Is the reciprocal of tan(pi/2) equal to zero, or is Wolfram Alpha insane?

Question

According to Wolfram Alpha:

http://www.wolframalpha.com/input/?i=1%2Ftan(pi%2F2)

It appears that this holds: $\frac{1}{\tan{(\frac{\pi}{2}})}=0$

We know that $\cot{\pi/2}=0$, but if written in the aforementioned form, does this really still hold?

I wouldn't think so, since as we are evaluating the expression, the denominator becomes undefined, and we can't just manipulate that into a 0 can we?

(I'm aware there are similar looking questions on this site, but they don't seem to address this specific problem)

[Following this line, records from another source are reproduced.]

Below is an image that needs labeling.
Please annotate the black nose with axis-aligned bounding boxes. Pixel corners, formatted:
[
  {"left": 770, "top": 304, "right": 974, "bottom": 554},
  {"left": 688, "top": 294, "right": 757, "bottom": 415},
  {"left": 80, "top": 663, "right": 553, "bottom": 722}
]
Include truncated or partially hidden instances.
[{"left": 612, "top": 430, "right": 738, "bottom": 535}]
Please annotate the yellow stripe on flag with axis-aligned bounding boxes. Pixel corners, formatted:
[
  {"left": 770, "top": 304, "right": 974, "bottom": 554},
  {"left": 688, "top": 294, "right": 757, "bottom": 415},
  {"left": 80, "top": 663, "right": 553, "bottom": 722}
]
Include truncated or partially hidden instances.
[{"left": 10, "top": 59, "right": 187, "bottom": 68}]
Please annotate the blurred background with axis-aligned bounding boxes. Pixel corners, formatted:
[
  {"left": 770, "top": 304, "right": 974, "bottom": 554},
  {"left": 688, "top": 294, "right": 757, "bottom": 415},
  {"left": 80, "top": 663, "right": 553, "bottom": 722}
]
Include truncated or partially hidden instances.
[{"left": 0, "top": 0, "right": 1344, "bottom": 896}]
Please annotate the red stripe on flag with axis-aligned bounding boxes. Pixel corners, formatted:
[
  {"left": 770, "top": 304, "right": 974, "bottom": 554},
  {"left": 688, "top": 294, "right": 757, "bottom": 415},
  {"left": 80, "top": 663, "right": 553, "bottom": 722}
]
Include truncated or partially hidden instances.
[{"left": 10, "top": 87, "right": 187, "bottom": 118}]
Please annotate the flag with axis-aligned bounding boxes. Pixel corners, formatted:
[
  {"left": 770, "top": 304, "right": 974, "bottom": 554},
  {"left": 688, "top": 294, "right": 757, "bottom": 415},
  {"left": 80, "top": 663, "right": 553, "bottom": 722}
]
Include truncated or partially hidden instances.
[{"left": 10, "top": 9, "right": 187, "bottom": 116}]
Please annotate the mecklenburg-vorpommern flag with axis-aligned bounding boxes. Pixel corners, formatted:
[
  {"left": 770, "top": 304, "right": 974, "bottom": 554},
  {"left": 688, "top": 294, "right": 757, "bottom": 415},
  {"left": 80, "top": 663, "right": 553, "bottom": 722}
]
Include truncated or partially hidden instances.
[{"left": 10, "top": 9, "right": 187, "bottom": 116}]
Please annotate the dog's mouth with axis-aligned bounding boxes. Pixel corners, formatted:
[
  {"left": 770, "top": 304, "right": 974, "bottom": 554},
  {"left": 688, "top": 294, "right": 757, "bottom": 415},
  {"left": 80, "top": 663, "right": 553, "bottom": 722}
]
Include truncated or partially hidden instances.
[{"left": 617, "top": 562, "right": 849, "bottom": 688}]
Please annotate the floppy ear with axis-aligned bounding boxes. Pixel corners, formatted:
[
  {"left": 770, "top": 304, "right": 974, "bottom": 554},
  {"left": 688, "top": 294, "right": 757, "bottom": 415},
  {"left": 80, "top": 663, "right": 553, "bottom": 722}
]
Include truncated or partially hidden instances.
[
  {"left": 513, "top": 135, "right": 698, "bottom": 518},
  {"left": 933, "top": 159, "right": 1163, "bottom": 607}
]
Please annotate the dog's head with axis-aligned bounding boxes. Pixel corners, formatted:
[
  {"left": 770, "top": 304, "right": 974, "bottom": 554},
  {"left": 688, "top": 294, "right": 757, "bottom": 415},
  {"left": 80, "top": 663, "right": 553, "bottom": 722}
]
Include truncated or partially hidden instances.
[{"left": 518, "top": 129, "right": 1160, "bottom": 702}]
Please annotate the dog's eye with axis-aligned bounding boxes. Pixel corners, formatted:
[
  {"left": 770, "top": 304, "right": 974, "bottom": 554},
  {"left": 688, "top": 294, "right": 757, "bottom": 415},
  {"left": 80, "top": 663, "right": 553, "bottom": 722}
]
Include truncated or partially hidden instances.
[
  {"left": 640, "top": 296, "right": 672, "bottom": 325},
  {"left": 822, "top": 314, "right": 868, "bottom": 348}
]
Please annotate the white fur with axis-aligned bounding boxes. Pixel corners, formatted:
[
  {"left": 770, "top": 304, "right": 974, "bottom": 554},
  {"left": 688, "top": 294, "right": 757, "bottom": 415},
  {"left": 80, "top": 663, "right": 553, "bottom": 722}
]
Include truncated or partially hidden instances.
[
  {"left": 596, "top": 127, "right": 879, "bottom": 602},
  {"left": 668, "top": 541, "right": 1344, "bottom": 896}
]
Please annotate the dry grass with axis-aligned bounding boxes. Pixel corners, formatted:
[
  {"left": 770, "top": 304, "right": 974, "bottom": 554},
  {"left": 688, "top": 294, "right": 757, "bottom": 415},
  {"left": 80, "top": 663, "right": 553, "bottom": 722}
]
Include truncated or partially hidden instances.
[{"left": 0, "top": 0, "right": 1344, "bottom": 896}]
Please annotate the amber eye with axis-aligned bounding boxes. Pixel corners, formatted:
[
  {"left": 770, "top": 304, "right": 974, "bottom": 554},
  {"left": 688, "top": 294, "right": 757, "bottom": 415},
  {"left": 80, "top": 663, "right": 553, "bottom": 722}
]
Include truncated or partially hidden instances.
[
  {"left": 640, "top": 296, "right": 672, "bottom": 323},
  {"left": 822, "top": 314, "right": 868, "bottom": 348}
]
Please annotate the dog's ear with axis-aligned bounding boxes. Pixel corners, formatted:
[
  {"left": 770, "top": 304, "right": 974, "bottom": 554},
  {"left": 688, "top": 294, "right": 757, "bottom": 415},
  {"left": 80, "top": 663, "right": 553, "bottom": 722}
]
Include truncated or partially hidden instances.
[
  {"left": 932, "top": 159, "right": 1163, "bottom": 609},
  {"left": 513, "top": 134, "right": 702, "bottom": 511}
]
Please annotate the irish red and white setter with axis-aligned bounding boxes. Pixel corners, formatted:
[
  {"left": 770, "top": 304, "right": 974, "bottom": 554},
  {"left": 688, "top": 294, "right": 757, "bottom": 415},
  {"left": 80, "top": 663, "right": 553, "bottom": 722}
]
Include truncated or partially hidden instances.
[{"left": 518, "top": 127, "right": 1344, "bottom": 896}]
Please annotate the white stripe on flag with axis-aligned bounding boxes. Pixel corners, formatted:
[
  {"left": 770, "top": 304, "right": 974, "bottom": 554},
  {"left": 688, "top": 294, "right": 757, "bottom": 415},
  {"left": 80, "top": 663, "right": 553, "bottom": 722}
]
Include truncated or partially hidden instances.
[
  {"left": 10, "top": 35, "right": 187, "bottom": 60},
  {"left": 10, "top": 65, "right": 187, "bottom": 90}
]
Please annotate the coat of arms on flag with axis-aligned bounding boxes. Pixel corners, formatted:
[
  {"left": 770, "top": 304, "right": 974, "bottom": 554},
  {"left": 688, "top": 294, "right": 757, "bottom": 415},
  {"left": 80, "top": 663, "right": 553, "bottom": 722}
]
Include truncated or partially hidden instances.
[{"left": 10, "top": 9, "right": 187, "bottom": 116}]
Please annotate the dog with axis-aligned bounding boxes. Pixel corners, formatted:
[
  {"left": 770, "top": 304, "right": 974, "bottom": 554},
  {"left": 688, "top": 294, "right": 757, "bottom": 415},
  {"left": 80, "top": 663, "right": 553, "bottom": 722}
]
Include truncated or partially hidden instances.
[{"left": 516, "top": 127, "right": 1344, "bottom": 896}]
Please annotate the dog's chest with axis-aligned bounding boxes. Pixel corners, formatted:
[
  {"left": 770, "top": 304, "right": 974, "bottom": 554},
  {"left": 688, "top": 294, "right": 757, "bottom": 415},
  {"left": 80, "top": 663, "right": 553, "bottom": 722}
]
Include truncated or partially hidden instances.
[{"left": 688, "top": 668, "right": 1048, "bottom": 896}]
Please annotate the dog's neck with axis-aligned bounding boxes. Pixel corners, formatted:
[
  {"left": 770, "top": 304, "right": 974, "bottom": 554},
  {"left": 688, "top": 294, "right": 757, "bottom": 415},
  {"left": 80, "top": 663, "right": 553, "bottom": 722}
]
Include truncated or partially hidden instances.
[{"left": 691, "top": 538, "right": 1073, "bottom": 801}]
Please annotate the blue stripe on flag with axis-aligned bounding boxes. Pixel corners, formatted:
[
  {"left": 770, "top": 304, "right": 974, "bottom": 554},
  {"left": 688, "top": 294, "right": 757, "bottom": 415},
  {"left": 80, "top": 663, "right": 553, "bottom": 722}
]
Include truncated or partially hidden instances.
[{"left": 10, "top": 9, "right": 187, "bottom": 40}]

Edit: Wolfram alpha also thinks 1/(1/0) = 0.

Answer 1

Wolfy means $$\lim_{x\to\pi/2}\frac1{\tan x}=0$$

Indeed, it is often ‘okay’ to accept $$\frac1{\pm\infty}=0$$

EDIT: $\frac1{\frac10}$ is undefined, but $\lim_{x\to0}\frac1{\frac1x}$ is defined.

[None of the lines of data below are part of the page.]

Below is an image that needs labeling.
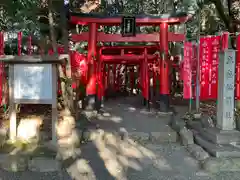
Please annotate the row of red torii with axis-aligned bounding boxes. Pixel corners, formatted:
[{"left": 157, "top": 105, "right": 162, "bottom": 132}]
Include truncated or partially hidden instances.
[{"left": 70, "top": 12, "right": 190, "bottom": 111}]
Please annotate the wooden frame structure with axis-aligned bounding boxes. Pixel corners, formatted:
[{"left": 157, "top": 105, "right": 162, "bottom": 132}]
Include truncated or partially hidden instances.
[{"left": 0, "top": 54, "right": 66, "bottom": 144}]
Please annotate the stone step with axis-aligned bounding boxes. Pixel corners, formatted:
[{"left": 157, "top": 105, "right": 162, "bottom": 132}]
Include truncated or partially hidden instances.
[
  {"left": 194, "top": 133, "right": 240, "bottom": 158},
  {"left": 199, "top": 128, "right": 240, "bottom": 144},
  {"left": 188, "top": 121, "right": 240, "bottom": 144}
]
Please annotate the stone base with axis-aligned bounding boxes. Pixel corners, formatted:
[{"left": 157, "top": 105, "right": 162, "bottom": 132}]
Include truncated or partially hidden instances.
[
  {"left": 195, "top": 134, "right": 240, "bottom": 158},
  {"left": 199, "top": 127, "right": 240, "bottom": 144},
  {"left": 159, "top": 94, "right": 170, "bottom": 112}
]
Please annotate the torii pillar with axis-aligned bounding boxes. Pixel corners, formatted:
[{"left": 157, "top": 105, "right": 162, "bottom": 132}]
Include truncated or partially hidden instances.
[
  {"left": 159, "top": 23, "right": 170, "bottom": 112},
  {"left": 86, "top": 23, "right": 97, "bottom": 110}
]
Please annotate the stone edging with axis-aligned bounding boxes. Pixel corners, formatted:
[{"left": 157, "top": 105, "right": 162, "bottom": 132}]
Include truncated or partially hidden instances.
[{"left": 171, "top": 117, "right": 240, "bottom": 173}]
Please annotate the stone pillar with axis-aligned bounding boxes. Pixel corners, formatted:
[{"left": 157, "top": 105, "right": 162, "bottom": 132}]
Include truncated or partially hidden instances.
[
  {"left": 217, "top": 49, "right": 236, "bottom": 130},
  {"left": 86, "top": 23, "right": 97, "bottom": 109},
  {"left": 159, "top": 23, "right": 170, "bottom": 112}
]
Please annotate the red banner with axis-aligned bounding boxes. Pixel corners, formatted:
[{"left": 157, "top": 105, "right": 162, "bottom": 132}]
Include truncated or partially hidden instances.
[
  {"left": 191, "top": 44, "right": 198, "bottom": 98},
  {"left": 235, "top": 35, "right": 240, "bottom": 100},
  {"left": 208, "top": 36, "right": 221, "bottom": 99},
  {"left": 183, "top": 42, "right": 193, "bottom": 99},
  {"left": 199, "top": 37, "right": 211, "bottom": 100},
  {"left": 0, "top": 32, "right": 3, "bottom": 105}
]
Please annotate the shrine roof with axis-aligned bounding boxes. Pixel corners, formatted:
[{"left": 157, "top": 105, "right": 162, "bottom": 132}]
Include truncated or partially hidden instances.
[{"left": 70, "top": 11, "right": 191, "bottom": 25}]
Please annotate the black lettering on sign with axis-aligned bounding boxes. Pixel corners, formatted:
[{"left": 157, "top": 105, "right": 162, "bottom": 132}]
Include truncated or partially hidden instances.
[
  {"left": 227, "top": 69, "right": 233, "bottom": 78},
  {"left": 227, "top": 56, "right": 234, "bottom": 64}
]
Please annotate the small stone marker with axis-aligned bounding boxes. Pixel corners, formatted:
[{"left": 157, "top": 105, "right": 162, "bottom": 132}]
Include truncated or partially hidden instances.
[{"left": 217, "top": 49, "right": 236, "bottom": 130}]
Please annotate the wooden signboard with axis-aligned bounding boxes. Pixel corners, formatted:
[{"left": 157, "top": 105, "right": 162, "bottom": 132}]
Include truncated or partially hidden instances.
[
  {"left": 217, "top": 49, "right": 236, "bottom": 130},
  {"left": 0, "top": 54, "right": 66, "bottom": 143}
]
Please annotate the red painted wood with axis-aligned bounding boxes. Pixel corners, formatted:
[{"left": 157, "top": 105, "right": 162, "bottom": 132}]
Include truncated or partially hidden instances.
[
  {"left": 71, "top": 32, "right": 186, "bottom": 43},
  {"left": 101, "top": 55, "right": 157, "bottom": 64}
]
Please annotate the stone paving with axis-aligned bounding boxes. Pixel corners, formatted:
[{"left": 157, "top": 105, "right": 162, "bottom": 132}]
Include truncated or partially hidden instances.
[{"left": 0, "top": 99, "right": 240, "bottom": 180}]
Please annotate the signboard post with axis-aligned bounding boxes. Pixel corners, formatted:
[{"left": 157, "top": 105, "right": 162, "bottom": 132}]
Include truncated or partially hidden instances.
[
  {"left": 217, "top": 49, "right": 236, "bottom": 130},
  {"left": 121, "top": 17, "right": 136, "bottom": 37}
]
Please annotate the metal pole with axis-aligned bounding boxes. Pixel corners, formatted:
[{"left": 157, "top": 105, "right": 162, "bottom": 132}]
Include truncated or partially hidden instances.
[{"left": 196, "top": 9, "right": 201, "bottom": 113}]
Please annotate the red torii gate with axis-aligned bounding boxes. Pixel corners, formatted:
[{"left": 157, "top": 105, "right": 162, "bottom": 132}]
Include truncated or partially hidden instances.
[{"left": 70, "top": 12, "right": 191, "bottom": 111}]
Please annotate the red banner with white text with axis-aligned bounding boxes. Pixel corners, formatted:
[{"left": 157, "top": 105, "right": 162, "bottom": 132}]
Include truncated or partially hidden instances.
[
  {"left": 199, "top": 37, "right": 211, "bottom": 100},
  {"left": 183, "top": 42, "right": 193, "bottom": 99}
]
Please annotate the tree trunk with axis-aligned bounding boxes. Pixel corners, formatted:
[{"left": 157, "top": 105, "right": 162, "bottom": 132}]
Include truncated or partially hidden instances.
[{"left": 48, "top": 0, "right": 70, "bottom": 112}]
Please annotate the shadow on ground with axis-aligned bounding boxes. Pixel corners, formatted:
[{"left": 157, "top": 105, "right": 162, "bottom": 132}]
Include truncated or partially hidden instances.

For $x\ne0$, we have $\frac1{\frac1x}=x$.

Therefore, $$\lim_{x\to0}\frac1{\frac1x}=\lim_{x\to0}x=0$$

Answer 2

May be, you could look at the problem $$A=\frac{1}{\tan(x)}=\frac{\cos(x)}{\sin(x)}$$ Since $x$ approaches $\frac \pi 2$, let $x=\frac \pi 2+y$ which make $$A=-\frac{\sin(y)}{\cos(y}$$ Close to $y=0$, using equivalents $$A \approx -y$$ and then the result.